Não que sua criação fosse “a mais progressista do mundo”, mas Frischeisen também passava longe do conservadorismo patente do período. “Venho de uma formação liberal.”
Craque em história no colégio, ela acabou optando por direito no vestibular, mesmo curso que o pai, já na Marinha, fizera. Entrou para a UERJ em 1984 e, na temporada universitária, testemunhou uma Constituição sendo elaborada em tempo real. Formou-se com a Carta Magna de 1988 já na mesa.
O ingresso no Ministério Público, em 1992, coincidiu com novo alvoroço social –o procurador-geral da vez, Aristides Junqueira, virou mais um calo para o então presidente Fernando Collor, denunciado por corrupção e destituído pelo Congresso naquele ano.
A procuradora trocou Rio por São Paulo, pela carreira e também por um companheiro da época, e virou mestre pela PUC-SP e doutora pela USP.
As três décadas de atuação profissional cristalizaram seu entusiasmo por causas como ações afirmativas e acordos de não persecução penal –alternativas pactuadas entre defesa e acusação para substituir a pena de prisão para infrações leves, desafogando o sistema carcerário.
Como conselheira do CNJ (Conselho Nacional de Justiça), posto que ocupou de 2013 a 2015, defendeu cotas nos concursos de juízes. As políticas afirmativas têm ganhado espaço no Judiciário na última década e introjetado mais pluralidade num ecossistema superpovoado por homens brancos.
Eles ainda são maioria, sobretudo na cúpula da área.
Frischeisen dribla perguntas mais espinhosas, como a possibilidade de Rosa Weber, após se aposentar, ser substituída por um homem no Supremo Tribunal Federal. Isso reduziria a presença feminina na mais alta corte do país a uma única mulher, Cármen Lúcia. “Aí temos que falar com o presidente da República.”
Também é escorregadia quando questionada se já foi alvo de machismo no trabalho.
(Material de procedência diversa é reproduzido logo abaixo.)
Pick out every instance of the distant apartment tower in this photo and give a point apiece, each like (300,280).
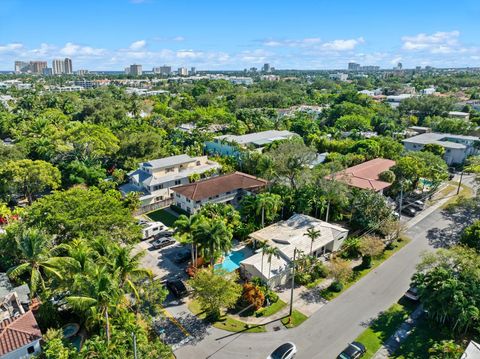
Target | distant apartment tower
(22,67)
(182,71)
(136,70)
(353,66)
(68,66)
(37,66)
(58,66)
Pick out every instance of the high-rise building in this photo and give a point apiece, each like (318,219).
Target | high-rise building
(353,66)
(136,70)
(21,67)
(58,66)
(37,66)
(68,66)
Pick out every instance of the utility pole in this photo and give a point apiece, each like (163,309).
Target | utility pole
(293,284)
(134,345)
(460,182)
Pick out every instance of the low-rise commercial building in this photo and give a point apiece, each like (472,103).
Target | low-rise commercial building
(229,188)
(288,236)
(457,147)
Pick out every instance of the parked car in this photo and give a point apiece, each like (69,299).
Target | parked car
(182,256)
(354,350)
(162,242)
(177,287)
(412,294)
(409,211)
(287,350)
Mas, de uma forma geral, é claro que as mulheres, sobretudo as negras, estão subrepresentadas no campo, reconhece.
“A gente tem que estar de olho aberto. No Ministério Público somos 30%, a gente não aumenta. Pô, por que não atraio mais mulheres na base?”
Algumas situações não são mais aceitáveis, como seminários em que “bastava [incluir na mesa] uma mulher e já tava bom”.Também não vale só chamar mulher para falar de machismo, ou negro para discutir racismo, exemplifica. “Quero falar de tudo.”
E mais um pouco. Frischeisen enervou bolsonaristas ao enaltecer vacinas, criticar o 7 de Setembro promovido por Bolsonaro em 2021, tratar os ataques de 8 de janeiro em Brasília como uma tentativa de golpe e não descartar que a prisão de Lula possa ter sido um excesso da Lava Jato.
A letra da lei não é a única que a interessa. Na pilha de livros, nomes como a brasileira Carla Madeiro e a espanhola Rosa Montero. “Estou sempre lendo mulheres.”
Na política, simpatiza com as deputadas Tabata Amaral (PSB-SP), Sâmia Bonfim (PSOL-SP), Talíria Petrone (PSOL-RJ), Duda Salabert (PDT-MG) e Erika Hilton (PSOL-SP), todas à esquerda pelas balizas atuais de Brasília. “Acompanho todas essas no Instagram.”
Frischeisen prefere não revelar suas escolhas eleitorais, embora admita que seu posicionamento como um todo dê pistas sobre sua preferência nas urnas. “Pode excluir uns aí que eu não andei votando nos últimos anos.”
Mas optar por A ou B, para ela, não interfere no ofício. “O papel do Ministério Público é compreender e interpretar a Constituição, as leis e as convenções”, afirma. “E a nossa Constituição assegura direitos sociais.” O resto é intriga da oposição.
LUIZA CRISTINA FONSECA FRISCHEISEN, 57
Formou-se em direito pela UERJ (Universidade do Estado do Rio de Janeiro), é mestre em direito do Estado pela PUC-SP e doutora em direito pela USP. Entrou no Ministério Público Federal em 1992. Em 2015, virou subprocuradora-geral da República. Entrou na lista tríplice para chefiar a PGR (Procuradoria-Geral da República) três vezes: em 2019, no segundo lugar, e em 2021 e 2023 no topo. Augusto Aras foi o indicado por Jair Bolsonaro nas duas primeiras vezes. Na atual, Lula ainda não fez sua escolha.